St. George and the Princess Sabra

Dante Gabriel Rossetti

General Description

Date: 1861-1862
Subject: In this picture we observe St. George after he has killed the dragon, with the Princess Sabra thanking him. He looks out the window to the rejoicing crowd who celebrate their deliverance and carry the dragon's head in triumph.
Model: Elizabeth Siddal (Siddal sat for the Princess a few days before she died)


◦ Fredeman, Correspondence, 61. 105 and 62. 7

◦ Marillier, An Illustrated Memorial, 124.

◦ Sharp, Dante Gabriel Rossetti, 178-179

◦ Surtees, A Catalogue Raisonné, vol. 1, 87 (no. 151).

Scholarly Commentary

Production History

DGR began the picture in late 1861 and completed it around 13 January 1862. Ellen Heaton approached DGR to buy it and they came to an agreement in a few days at the end of December 1861. She bought it for 65 guineas. In 1868 DGR made a water-colour replica which he sold to Frederick W. Craven in 1871, but the location of this picture is not known.

DGR told Miss Heaton he judged the watercolour “strictly one of my best drawings”. He went on to describe the picture in greater detail: “I will send the St. George by the time you name if, as I imagine, nothing occurs to detain it. I trust you will not be disappointed with the out of window bit, which however is not very bright in effect. Being altogether in one corner, & no bright colour occurring anywhere else in the picture, it would hardly have been practicable without endangering the balance of light & shade, to have adopted an effect similar to that in Mr. Combe's picture, where the outdoor light is central. Moreover there is little seen here except a crowd of people & a dead dragon” (see Fredeman, Correspondence, 61. 105 and 62.7 ).

It is unclear if this picture was executed before the series of six designs DGR made for his Story of St. George stained glass series, now at the Victoria and Albert Museum. See the commentary for The Story of St. George and the Dragon: the Skulls Brought to the King.


St. George is pictured washing his hands after his battle with the dragon. He is wearing a dalmatic, the liturgical garment traditionally given to a young man entering the deaconate. If it has anything other than a decorative function, it may be a symbol of St. George's purity. St. George's head distinctly echoes DGR's representation of the head of Christ in Mary Magdalene at the Door of Simon the Pharisee, and in particular in the study he made for that head in 1858.

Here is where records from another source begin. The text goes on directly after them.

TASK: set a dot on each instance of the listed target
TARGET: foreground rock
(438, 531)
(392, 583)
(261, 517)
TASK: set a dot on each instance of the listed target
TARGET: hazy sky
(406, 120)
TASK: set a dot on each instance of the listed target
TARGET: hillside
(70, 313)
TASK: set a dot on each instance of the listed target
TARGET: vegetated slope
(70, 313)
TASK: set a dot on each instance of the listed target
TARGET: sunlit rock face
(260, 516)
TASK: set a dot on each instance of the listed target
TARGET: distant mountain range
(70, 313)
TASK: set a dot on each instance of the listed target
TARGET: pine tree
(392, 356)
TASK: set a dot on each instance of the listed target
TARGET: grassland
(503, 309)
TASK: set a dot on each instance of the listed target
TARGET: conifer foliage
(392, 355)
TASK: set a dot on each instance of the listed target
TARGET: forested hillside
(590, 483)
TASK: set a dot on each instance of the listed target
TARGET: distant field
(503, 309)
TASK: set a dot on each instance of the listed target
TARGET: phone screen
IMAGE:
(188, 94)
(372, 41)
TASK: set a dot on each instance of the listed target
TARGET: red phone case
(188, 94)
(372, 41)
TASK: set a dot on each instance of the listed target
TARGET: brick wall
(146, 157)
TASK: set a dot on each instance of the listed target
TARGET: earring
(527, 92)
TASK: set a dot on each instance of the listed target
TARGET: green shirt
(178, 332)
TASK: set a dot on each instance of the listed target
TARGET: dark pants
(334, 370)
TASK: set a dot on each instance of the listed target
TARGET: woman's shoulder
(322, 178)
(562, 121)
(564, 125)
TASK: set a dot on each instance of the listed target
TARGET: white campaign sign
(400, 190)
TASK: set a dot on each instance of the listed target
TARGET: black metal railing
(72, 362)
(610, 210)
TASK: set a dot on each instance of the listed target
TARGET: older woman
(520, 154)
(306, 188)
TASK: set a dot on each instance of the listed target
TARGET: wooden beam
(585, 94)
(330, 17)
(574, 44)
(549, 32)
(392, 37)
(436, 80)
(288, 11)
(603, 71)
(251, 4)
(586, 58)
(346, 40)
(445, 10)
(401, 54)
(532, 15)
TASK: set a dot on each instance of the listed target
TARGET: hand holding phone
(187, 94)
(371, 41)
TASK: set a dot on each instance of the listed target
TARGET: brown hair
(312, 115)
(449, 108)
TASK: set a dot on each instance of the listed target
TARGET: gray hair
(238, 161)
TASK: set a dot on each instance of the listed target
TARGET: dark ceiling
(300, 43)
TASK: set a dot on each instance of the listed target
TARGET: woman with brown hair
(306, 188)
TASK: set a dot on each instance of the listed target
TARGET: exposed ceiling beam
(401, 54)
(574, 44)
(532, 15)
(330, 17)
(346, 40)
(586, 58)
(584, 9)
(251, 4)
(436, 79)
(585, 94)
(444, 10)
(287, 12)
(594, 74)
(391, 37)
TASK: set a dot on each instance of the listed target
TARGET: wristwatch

The legend of St. George (the patron saint of England) and the dragon is essentially the same as the legend of Perseus and Andromeda. Widely dispersed as the legend is, all versions include the following bare narrative. Terrorized by a dragon, a town is forced by the monster to sacrifice a young girl each day to him. When St. George learns of this and that the Princess Sabra is his latest intended victim, he attacks the monster, finally defeats him, and completes his triumph with his marriage to the princess.